Activities of Daily Living, Return to Work, Safety and Mobility, Life Skills
What is I/ADL?
I/ADL is a term widely used in occupational therapy. It stands for both Activities of Daily Living (ADLs) and Instrumental Activities of Daily Living (IADLs). ADLs and IADLs are daily activities that contribute to quality of life.
Some examples of ADLs include:
- Walking or mobilizing around the home and community
- Dressing and grooming
- Transferring (moving from on position to another; sitting to standing, transferring into a shower or bathtub, getting in and out of bed)
- Meeting basic fitness and nutrition needs
Examples of I/ADLs include:
- Managing finances
- Meal preparation
- Housecleaning and home maintenance
- Social and family interaction
- Filing and organizing
Problems with ADLs and IADLs usually reflect issues with physical, mental or cognitive health.
Occupational therapists (OTs) assess I/ADLs and develop therapy plans to help support people in their ability to live a meaningful and full life by helping them to address any barriers. Rehabilitation assistants support occupational therapists in carrying out life skills plans and coaching support.

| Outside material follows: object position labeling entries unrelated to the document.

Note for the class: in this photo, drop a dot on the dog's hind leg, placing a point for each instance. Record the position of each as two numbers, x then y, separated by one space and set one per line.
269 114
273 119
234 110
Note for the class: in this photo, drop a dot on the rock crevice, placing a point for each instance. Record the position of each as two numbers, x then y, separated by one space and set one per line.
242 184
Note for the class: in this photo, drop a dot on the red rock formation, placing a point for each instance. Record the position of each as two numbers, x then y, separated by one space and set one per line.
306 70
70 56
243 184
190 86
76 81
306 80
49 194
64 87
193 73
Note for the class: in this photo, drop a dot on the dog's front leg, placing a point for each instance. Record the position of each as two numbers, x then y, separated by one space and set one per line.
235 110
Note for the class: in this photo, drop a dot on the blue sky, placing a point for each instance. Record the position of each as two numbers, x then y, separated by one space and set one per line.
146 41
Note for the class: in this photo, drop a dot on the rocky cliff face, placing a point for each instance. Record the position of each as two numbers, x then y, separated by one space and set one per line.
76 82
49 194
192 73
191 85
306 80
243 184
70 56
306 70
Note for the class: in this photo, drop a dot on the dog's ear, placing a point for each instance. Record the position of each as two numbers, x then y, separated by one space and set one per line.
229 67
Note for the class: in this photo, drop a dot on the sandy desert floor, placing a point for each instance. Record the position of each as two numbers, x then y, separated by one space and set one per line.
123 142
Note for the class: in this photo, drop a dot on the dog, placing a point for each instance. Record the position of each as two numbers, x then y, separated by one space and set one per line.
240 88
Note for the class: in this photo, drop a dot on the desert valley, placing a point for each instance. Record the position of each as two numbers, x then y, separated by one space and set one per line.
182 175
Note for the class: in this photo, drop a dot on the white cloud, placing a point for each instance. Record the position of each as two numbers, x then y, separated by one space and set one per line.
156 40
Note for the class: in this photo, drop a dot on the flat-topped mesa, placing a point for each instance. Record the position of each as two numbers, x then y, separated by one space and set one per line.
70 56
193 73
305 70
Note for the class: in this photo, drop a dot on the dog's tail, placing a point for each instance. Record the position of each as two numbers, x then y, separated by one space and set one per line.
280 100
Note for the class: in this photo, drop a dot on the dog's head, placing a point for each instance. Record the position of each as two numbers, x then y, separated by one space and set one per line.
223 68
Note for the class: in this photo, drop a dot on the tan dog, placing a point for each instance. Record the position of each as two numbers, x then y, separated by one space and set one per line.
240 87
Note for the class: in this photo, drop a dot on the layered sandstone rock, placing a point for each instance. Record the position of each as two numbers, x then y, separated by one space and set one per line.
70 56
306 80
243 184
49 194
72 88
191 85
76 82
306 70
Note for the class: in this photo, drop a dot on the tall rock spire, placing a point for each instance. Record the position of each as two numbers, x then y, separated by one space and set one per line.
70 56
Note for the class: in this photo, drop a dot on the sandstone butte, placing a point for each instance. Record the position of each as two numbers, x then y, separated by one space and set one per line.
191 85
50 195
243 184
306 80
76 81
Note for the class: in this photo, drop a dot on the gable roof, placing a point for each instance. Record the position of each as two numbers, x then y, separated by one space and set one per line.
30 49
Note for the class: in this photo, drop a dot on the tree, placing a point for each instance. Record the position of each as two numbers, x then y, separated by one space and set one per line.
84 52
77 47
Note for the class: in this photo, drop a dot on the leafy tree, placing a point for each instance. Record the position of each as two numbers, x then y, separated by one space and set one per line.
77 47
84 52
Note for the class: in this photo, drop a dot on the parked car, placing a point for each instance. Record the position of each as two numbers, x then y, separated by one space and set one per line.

Occupational therapists assess safety and independence with respect to I/ADLs. In some cases, simple changes may allow individuals to continue to live independently and/or maximize quality of life. In other cases, more intensive rehabilitation programs or changes are required in order to support independence. OTs assess and make recommendations regarding methods of maximizing safety in the home environment. This may include home modifications, specialized home appliances (auto shut-off), cognitive rehabilitation programs, counselling or psychotherapy support, and more.
Return to Work
Work and volunteer activities are also important contributors to quality of life. Occupational therapists can support return to work or work engagement by developing rehabilitation programs. OTs often use the client’s actual work tasks and environments as a basis for rehabilitation. Once they familiarize themselves with the job requirements and functional abilities, OTs can work with clients and employers to identify changes/modifications to the job requirements or environment, develop gradual return to work plans, and collaborate with rehabilitation and/or medical team members to implement prescribed job restrictions. As tolerance increases, tasks are adapted to match the individual’s abilities until they have reached maximal recovery.